Now my mind is completely swimming in wedding plans:
The wedding will be a casual-ish, outdoor party in November. Decorations will be minimal. The colors will be autumn-ey and we'll use as much nature as we can, fall leaves and pumpkins and we'll raid the after Christmas sales for lights. We want to make our own invitations and found an inexpensive website to make save the date magnets -overnight prints. I intend to commission friends to make cupcakes and help with set up and clean up. I picked out my dress months ago (yes, I'm that girl) and we finally figured out last night what D might wear.

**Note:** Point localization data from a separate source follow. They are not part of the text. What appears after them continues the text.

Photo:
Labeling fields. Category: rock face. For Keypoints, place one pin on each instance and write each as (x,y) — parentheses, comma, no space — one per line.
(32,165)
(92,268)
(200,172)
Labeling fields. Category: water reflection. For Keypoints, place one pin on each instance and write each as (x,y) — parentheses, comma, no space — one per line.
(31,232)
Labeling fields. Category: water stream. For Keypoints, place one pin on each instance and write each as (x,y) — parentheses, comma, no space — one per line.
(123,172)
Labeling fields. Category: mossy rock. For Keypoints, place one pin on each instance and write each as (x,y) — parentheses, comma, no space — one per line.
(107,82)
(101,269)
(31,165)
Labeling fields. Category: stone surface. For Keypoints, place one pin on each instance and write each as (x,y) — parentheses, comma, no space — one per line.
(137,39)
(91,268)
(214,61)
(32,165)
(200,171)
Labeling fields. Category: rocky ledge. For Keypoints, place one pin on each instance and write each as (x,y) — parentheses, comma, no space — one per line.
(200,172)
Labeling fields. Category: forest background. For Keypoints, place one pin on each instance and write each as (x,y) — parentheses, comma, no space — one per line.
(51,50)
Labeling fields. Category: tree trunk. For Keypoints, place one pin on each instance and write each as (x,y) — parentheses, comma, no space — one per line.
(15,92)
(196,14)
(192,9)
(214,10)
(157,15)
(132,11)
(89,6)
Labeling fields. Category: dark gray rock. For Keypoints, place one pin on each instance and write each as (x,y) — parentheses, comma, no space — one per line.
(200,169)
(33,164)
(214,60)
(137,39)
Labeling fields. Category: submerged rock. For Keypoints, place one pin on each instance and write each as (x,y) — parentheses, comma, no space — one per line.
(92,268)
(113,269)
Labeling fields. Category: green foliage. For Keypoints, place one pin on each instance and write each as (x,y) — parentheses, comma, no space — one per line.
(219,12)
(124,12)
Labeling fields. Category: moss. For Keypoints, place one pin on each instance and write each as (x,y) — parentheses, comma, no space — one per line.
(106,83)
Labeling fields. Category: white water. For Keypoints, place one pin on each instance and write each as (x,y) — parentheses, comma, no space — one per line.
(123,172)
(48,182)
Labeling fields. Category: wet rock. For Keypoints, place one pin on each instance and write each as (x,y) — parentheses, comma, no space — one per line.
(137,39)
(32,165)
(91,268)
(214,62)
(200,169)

The one thing we have no real idea about yet is the ceremony. It will be purely a 'commitment ceremony' of sorts (though we both hate that phrase), seeing as we have no legal or religious rights to marry. In a sense we have absolute freedom to tailor our ceremony to us as we aren't bound by ordination. It will be quite an exercise in figuring out what part of our love and relationship we want to convey to our friends and family. I look forward to it, but in some small ways envy those who have it all spelled out for them.